Annexe : Bilan des comptages
Les comptages sont réalisés à l'aide des adhérents de l'association. Tout au long de l'année nous leur proposons des sorties et des activités sur le terrain. Les comptages de marmottes en font partie depuis 1991. Nous effectuons deux comptages par an, un à la fin du mois de juin, le deuxième au début du mois de septembre. Évidemment, la pression d'observation est soumise à la participation bénévole qui malheureusement décroît chaque année.

Méthodes
  • Jusqu'en 1993, la méthode de comptage était la suivante :
    Les postes d'observations fixes sont situés sur les crêtes (voir figure n 1 ci-dessus). Ils surplombent le versant observé. Les zones observées sont des cirques glaciaires séparés par des barres rocheuses. Huit zones de comptages ont été définies.
    Les observations sont effectuées aux jumelles 10x50.
    Le comptage dure de 8h à 12h00.
    Pour chaque marmotte observée, sont notées sa description, son activité comportementale et l'heure.

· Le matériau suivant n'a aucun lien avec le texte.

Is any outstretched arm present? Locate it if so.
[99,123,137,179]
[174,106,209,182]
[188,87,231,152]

  • A partir de 1995, nous avons sensiblement changé la méthode :
    Les postes d'observation sont les mêmes que précédemment. Par contre, nous effectuons des pointages de 15 minutes. Chaque pointage est suivi d'une pause de 5 minutes. Durant chaque pointage la zone est balayée. On note la description des marmottes observées, leur activité, et tout éventuel dérangement. A la fin de la période de 15 minutes, on note le nombre de marmottes observées.
    A la fin de la matinée, pour chaque zone on retient le nombre maximum d'individus observés pendant les différents pointages.

    Résultats
    Secteurs
    Année
    La Pelade Roc des Gourgs Refuge CAF Gorg Blau SW Gorg Blau NW Clot Rodon Roc Nègre Pilou de la Mirande TOTAL
    1 2 3 4 5 6 7 8
    7 juillet 1991 10 1 7 1 0 12 - 3 34
    20 sept. 1992 6 4 9 10 4 3 8 8 52
    27 juin 1993 8 8 2 5 5 2 2 0 32
    4 sept 1993 - 11 1 8 3 8 6 - 37
    25 juin 1995 6 2 3 - - - - - 11
    10 sept. 1995 19 (lunette) 2 4 - - - 0 - 25
    30 juin 1996 13 3 3 3 5 3 4 1 35
    7 sept. 1996 20 - - - - - - -


    - en 1994, les comptages ont été annulés pour cause de mauvais temps.
    - le secteur grisé correspond à la zone d'étude.

    Les deux périodes de comptages choisies semblent satisfaisantes. A la fin du mois de juin, il fait assez chaud pour bivouaquer la veille aux lacs pour être sur les crêtes tôt le lendemain matin. Le dérangement anthropique n'est pas encore très intense. En septembre, même si l'activité des marmottes est réduite, on peut distinguer les marmottons qui étaient encore dans les terriers à la fin du mois de juin. La difficulté majeure pour observer ces marmottes - indépendante des périodes d'observations - est la présence d'éboulis et de gros rochers derrière lesquels elles se cachent volontiers.
    Malheureusement, les totaux sont difficilement comparables puisque faute d'observateurs tous les secteurs n'ont pu être observés d'une année sur l'autre.
    On note cependant pour certains secteurs des écarts importants entre les années. Les résultats du secteur 3 par exemple montrent des valeurs plus stables avec la deuxième méthode qu'avec la première. Il nous semble que la deuxième méthode évite de compter des doublons. Cependant, elle sous-estime le nombre de marmottes. Pour le secteur n 5, il y a une différence de trois individus entre le nombre de marmottes observées pendant l'étude et le nombre d'individus observés lors du comptage du 30 juin 1996. On pourrait calculer un coefficient de correction mais il serait un peu rapide de l'appliquer à tous les secteurs observés. Malgré cette sous-estimation, cette méthode parait plus satisfaisante.
    Nous aimerions pouvoir la tester sur plusieurs années afin de mieux approcher l'évolution de la population.